Vice President Kamala Harris will push to increase the corporate tax rate to 28% from the current 21%, her campaign said Monday, the first day of the Democratic National Convention in Chicago.
Coming days after she unveiled a four-part economic package that would provide tax relief to working and middle-class Americans, the corporate tax proposal marks Harris’ first effort to detail how she would pay for her policy platform should she win the presidential election.
“As President, Kamala Harris will focus on creating an opportunity economy for the middle class that advances their economic security, stability, and dignity,” campaign spokesperson James Singer said in a statement. “Her plan is a fiscally responsible way to put money back in the pockets of working people and ensure billionaires and big corporations pay their fair share.”
The rate hike, which is in line with what President Joe Biden has supported but less than the 35% rate that Harris proposed during her 2020 presidential campaign, would reverse a major component of former President Donald Trump’s 2017 Tax Cuts and Jobs Act. That law reduced the corporate income tax rate from 35% – and it doesn’t expire, unlike the TCJA’s individual income tax provisions, which lapse after 2025.
Raising the corporate tax rate would reduce the deficit by $1 trillion over the next decade, according to the Committee for a Responsible Federal Budget. The watchdog group estimates the price tag of Harris’ economic package would be $1.7 trillion over the next decade.
Trump, on the other hand, has said he would cut taxes on businesses, as well as provide relief for Americans. Trump would like to lower the corporate tax rate to as low as 15% – though he acknowledged in an interview last month with Bloomberg Businessweek that reducing it that much would be hard.

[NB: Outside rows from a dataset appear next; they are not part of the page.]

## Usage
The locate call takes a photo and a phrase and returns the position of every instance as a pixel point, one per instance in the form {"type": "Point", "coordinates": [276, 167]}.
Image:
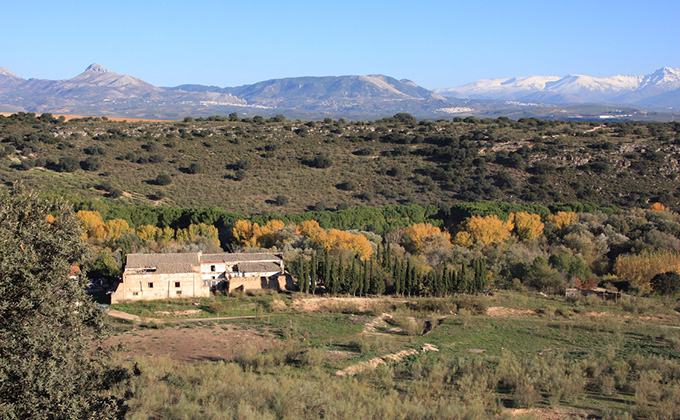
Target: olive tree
{"type": "Point", "coordinates": [52, 364]}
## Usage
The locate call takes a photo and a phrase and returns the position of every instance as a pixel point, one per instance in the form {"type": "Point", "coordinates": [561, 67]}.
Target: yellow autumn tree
{"type": "Point", "coordinates": [310, 229]}
{"type": "Point", "coordinates": [194, 233]}
{"type": "Point", "coordinates": [640, 269]}
{"type": "Point", "coordinates": [424, 236]}
{"type": "Point", "coordinates": [266, 236]}
{"type": "Point", "coordinates": [166, 234]}
{"type": "Point", "coordinates": [243, 232]}
{"type": "Point", "coordinates": [92, 224]}
{"type": "Point", "coordinates": [146, 233]}
{"type": "Point", "coordinates": [336, 239]}
{"type": "Point", "coordinates": [484, 230]}
{"type": "Point", "coordinates": [657, 207]}
{"type": "Point", "coordinates": [254, 235]}
{"type": "Point", "coordinates": [562, 219]}
{"type": "Point", "coordinates": [527, 226]}
{"type": "Point", "coordinates": [116, 228]}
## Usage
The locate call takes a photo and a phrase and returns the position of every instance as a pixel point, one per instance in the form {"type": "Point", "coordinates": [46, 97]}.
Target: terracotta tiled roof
{"type": "Point", "coordinates": [164, 263]}
{"type": "Point", "coordinates": [240, 257]}
{"type": "Point", "coordinates": [258, 267]}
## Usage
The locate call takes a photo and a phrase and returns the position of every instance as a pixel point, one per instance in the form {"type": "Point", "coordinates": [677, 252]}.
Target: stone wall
{"type": "Point", "coordinates": [250, 283]}
{"type": "Point", "coordinates": [153, 286]}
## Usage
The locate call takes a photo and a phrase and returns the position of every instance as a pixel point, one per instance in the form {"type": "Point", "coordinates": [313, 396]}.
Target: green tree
{"type": "Point", "coordinates": [48, 325]}
{"type": "Point", "coordinates": [666, 284]}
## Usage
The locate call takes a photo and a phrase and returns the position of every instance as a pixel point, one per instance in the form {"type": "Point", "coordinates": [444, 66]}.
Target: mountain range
{"type": "Point", "coordinates": [98, 91]}
{"type": "Point", "coordinates": [661, 88]}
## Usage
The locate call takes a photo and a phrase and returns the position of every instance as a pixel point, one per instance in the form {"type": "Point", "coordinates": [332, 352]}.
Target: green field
{"type": "Point", "coordinates": [572, 358]}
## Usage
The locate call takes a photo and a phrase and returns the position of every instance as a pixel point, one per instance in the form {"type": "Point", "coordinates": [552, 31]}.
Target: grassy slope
{"type": "Point", "coordinates": [568, 333]}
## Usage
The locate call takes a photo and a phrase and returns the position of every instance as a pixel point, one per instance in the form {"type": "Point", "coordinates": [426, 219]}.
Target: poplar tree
{"type": "Point", "coordinates": [49, 327]}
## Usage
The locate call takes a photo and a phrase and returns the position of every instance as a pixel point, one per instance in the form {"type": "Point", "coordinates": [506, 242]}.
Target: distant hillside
{"type": "Point", "coordinates": [98, 91]}
{"type": "Point", "coordinates": [258, 165]}
{"type": "Point", "coordinates": [657, 89]}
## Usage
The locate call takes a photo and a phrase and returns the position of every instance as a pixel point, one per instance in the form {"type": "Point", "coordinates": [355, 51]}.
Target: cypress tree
{"type": "Point", "coordinates": [312, 273]}
{"type": "Point", "coordinates": [368, 272]}
{"type": "Point", "coordinates": [398, 284]}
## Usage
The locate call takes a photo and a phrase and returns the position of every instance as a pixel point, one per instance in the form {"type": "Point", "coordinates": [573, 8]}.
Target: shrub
{"type": "Point", "coordinates": [195, 168]}
{"type": "Point", "coordinates": [281, 200]}
{"type": "Point", "coordinates": [321, 161]}
{"type": "Point", "coordinates": [68, 164]}
{"type": "Point", "coordinates": [163, 179]}
{"type": "Point", "coordinates": [115, 193]}
{"type": "Point", "coordinates": [348, 186]}
{"type": "Point", "coordinates": [90, 164]}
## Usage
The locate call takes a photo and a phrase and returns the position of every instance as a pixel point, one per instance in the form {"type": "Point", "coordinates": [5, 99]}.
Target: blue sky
{"type": "Point", "coordinates": [436, 44]}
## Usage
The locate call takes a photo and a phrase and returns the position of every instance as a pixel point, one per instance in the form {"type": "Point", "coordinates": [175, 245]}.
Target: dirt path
{"type": "Point", "coordinates": [191, 343]}
{"type": "Point", "coordinates": [383, 360]}
{"type": "Point", "coordinates": [130, 317]}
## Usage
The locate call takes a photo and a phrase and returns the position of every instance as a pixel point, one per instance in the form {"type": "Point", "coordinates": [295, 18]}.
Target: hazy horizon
{"type": "Point", "coordinates": [436, 45]}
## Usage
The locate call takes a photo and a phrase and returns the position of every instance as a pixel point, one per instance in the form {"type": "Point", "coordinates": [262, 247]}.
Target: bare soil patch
{"type": "Point", "coordinates": [499, 311]}
{"type": "Point", "coordinates": [383, 360]}
{"type": "Point", "coordinates": [189, 344]}
{"type": "Point", "coordinates": [550, 414]}
{"type": "Point", "coordinates": [317, 304]}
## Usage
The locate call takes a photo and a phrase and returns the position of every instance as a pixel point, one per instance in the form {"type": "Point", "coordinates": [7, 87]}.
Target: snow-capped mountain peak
{"type": "Point", "coordinates": [575, 88]}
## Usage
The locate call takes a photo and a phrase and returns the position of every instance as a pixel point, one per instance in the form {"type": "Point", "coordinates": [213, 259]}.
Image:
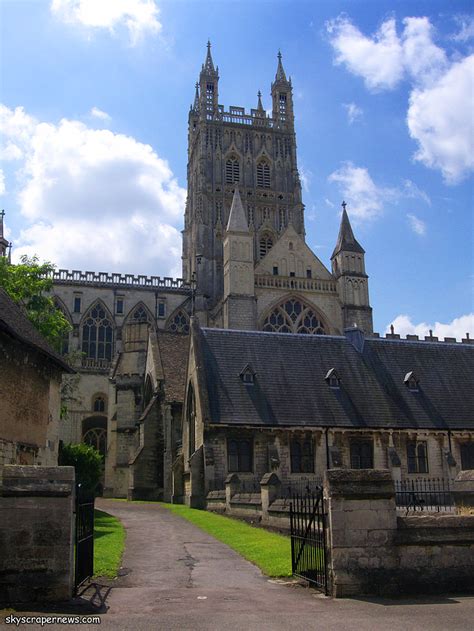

Last Friday, Harris proposed a populist economic platform, which includes measures aimed at making housing, groceries, health care and child rearing more affordable. It would provide tax relief for more than 100 million middle-class and lower-income Americans, largely by restoring the American Rescue Plan Act’s enhanced child tax credit and by creating a new $6,000 credit for children in their first year of life.